Electronic health records are often used to identify potential associations between vaccines and adverse events, as randomized controlled trials may not have enough power to reliably study rare outcomes. However, people who are vaccinated differ from those who are not, and such 'health vaccinee' effects can introduce serious bias in observational studies of vaccine efficacy and safety. Self-controlled case series (SCCS) were partially developed to address this, as they automatically correct for confounding factors which do not vary over the observation time. However, SCCS are also subject to strong assumptions which may be violated in many multi-dose vaccine settings, where an adverse event might cause delays to or contraindicate future vaccine doses. Extensions of the SCCS based on estimating equations have been developed to handle these scenarios.

There have been relatively few studies into how available design and analytical options for identifying vaccine safety signals compare, and this PhD would address this by comparing different methods for studying the safety of multi-dose vaccines. We anticipate that the methods to be compared would be a matched cohort study designed and implemented using a “target trial” framework, and different self-controlled designs. It is anticipated that there would be at least two empirical investigations, including one of COVID-19 vaccines, as well as a simulation study.

Eligibility requirements

Applicants must hold, or expect to obtain before the start of the PhD, a relevant MSc awarded with good grades, or have a combination of relevant qualifications and experience which demonstrates equivalent ability and attainment.

The PhD programme

Students will be mentored by their supervisory team made up of 2-3 academics and an Advisory Committee consisting of at least two other people, who can be from outside the School.  Each Advisory Committee will also have at least one epidemiologist or statistician from GlaxoSmithKline. Students are expected to take part in the academic life of their department and can also be members of other Academic Centres - e.g. Centre for the Mathematical Modelling of Infectious Diseases, the Clinical Trials Unit, the Malaria Centre, The TB Centre, the MARCH centre for maternal and child health, and the Centre for Statistical Methodology. All research seminars and journal clubs are open to PhD students from across the School. Students are able to take up to four Master's level Study Modules per academic year, subject to approval from their supervisor.
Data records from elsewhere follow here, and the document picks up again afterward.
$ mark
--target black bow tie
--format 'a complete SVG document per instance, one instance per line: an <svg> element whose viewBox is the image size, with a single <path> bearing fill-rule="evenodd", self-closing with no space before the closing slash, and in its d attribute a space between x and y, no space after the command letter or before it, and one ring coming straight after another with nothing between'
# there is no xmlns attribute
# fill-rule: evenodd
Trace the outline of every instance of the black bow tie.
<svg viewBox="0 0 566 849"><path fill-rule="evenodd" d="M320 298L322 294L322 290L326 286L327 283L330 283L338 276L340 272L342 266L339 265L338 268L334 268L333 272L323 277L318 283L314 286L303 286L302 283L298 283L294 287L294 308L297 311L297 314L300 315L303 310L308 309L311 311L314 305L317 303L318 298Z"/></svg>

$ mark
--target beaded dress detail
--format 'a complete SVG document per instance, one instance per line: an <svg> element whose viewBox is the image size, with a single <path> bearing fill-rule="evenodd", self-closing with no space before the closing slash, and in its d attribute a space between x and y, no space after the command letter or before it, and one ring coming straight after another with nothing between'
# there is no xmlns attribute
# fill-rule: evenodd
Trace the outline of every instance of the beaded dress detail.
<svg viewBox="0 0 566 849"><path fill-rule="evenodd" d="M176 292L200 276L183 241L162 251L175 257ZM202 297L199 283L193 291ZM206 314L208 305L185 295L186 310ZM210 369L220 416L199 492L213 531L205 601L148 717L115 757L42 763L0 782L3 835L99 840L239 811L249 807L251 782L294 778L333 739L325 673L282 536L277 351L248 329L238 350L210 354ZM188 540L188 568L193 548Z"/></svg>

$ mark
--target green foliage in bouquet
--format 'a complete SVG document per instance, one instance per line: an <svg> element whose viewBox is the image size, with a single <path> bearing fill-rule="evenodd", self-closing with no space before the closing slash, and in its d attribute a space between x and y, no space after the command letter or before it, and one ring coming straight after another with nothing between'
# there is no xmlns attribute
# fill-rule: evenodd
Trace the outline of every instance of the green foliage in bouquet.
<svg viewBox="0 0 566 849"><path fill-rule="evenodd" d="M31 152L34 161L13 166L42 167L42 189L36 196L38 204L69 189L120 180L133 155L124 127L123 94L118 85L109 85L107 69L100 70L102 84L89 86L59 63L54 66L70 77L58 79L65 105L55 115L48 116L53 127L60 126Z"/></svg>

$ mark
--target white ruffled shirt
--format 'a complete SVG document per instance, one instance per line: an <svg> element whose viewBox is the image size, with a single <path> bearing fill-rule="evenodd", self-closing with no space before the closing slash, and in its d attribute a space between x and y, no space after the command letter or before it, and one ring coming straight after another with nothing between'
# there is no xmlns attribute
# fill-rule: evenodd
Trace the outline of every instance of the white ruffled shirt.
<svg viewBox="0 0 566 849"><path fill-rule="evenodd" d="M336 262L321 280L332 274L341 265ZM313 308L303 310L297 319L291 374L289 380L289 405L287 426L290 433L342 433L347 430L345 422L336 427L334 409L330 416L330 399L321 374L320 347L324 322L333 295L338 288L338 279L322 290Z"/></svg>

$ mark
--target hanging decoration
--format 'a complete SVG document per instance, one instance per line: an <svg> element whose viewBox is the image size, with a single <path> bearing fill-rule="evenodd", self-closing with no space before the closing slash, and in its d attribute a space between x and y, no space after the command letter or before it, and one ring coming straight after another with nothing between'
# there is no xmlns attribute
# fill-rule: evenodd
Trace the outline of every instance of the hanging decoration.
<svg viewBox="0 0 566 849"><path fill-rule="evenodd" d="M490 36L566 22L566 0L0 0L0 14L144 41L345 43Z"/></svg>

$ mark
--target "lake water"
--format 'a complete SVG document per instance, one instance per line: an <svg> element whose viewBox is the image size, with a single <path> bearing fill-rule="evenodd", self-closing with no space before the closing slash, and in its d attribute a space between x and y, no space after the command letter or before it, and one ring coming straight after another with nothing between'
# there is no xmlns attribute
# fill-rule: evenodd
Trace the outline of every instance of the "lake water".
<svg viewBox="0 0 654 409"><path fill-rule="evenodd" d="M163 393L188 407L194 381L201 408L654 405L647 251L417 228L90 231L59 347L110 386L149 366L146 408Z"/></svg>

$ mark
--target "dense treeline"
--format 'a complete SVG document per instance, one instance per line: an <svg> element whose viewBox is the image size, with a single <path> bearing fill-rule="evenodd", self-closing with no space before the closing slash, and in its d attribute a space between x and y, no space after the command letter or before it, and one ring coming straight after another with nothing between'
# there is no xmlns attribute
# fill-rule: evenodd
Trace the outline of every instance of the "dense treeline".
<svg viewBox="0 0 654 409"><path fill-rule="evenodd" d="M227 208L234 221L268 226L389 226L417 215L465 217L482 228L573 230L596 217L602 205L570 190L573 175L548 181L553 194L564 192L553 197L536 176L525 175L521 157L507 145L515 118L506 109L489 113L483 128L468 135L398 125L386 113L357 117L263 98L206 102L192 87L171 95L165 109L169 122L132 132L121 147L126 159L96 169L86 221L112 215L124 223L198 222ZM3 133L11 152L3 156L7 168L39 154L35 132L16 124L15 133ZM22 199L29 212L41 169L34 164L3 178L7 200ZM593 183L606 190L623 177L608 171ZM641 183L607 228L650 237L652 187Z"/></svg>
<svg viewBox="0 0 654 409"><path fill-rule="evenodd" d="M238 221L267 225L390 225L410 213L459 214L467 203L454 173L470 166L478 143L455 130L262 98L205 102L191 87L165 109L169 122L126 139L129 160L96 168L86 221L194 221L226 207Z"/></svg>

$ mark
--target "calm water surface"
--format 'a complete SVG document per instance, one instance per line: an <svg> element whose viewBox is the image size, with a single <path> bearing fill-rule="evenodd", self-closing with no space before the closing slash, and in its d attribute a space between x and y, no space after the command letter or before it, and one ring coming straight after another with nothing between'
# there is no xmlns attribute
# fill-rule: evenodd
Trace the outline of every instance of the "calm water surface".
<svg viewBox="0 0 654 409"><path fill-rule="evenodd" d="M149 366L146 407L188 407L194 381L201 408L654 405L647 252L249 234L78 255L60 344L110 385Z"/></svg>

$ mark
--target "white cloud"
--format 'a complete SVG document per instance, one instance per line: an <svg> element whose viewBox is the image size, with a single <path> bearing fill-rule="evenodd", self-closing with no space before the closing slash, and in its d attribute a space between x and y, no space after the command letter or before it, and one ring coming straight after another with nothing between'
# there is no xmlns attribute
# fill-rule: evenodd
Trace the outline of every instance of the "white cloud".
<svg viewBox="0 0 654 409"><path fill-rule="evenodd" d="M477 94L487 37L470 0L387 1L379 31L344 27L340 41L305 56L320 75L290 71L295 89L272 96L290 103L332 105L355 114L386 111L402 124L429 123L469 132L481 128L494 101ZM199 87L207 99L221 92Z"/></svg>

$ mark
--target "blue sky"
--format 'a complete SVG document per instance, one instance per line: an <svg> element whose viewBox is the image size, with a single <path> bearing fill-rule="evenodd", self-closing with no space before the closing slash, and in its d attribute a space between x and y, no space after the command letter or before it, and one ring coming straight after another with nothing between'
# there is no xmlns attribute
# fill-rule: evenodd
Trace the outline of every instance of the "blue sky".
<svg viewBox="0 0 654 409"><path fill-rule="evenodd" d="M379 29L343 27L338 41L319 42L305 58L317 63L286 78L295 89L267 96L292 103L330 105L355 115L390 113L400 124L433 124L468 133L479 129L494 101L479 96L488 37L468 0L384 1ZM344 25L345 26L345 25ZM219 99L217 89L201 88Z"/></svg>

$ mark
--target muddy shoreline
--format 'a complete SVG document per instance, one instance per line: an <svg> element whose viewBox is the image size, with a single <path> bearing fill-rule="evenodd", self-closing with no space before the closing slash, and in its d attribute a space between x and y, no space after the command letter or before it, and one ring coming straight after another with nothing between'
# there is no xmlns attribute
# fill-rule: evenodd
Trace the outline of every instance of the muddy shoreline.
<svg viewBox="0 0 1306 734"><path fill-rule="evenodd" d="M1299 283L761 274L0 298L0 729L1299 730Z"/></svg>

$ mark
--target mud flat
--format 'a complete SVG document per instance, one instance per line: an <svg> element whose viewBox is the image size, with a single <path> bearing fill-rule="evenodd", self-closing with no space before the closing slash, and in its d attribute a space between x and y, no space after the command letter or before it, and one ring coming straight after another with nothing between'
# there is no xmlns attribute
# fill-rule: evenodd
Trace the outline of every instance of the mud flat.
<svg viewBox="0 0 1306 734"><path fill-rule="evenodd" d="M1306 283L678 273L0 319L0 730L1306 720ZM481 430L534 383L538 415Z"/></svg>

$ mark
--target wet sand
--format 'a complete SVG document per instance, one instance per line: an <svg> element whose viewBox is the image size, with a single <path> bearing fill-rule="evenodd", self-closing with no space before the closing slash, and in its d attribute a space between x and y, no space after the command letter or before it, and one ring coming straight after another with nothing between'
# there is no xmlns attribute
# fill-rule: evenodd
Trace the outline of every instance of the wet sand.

Support for research students' future career development is covered through the supervision process, through the Transferable Skills Programme (in the School and the Bloomsbury Postgraduate Skills Network) and the School's Careers Service. Also important for career development are the opportunities for students to network and establish professional contacts. The School also facilitates national and international conference attendance by students in the later stages which provides networking opportunities.

How to apply

Information about the MPhil/PhD programme structure at LSHTM, as well as application guidance and a link to the portal, can be found on the School's Research Degrees and Doctoral College pages.

To apply for this studentship, applicants should submit an application for research degree study via the LSHTM application portal. Please write 'PhD Studentships in Pharmacoepidemiology' in the Funding Section on the application form. The research proposal should identify a specific research question or hypothesis, expanding on one of the topics listed on the website, summarise the relevant background information (with no more than 5 key references) and should outline an appropriate research methodology by which the question can be addressed.

Applications for this project will only be reviewed and processed after the deadline. All complete applications that are submitted before the deadline will be considered equally, regardless of submission date.

Only applications in the correct format will be considered.

The deadline for applications is 12 April 2023 at 10:00am BST.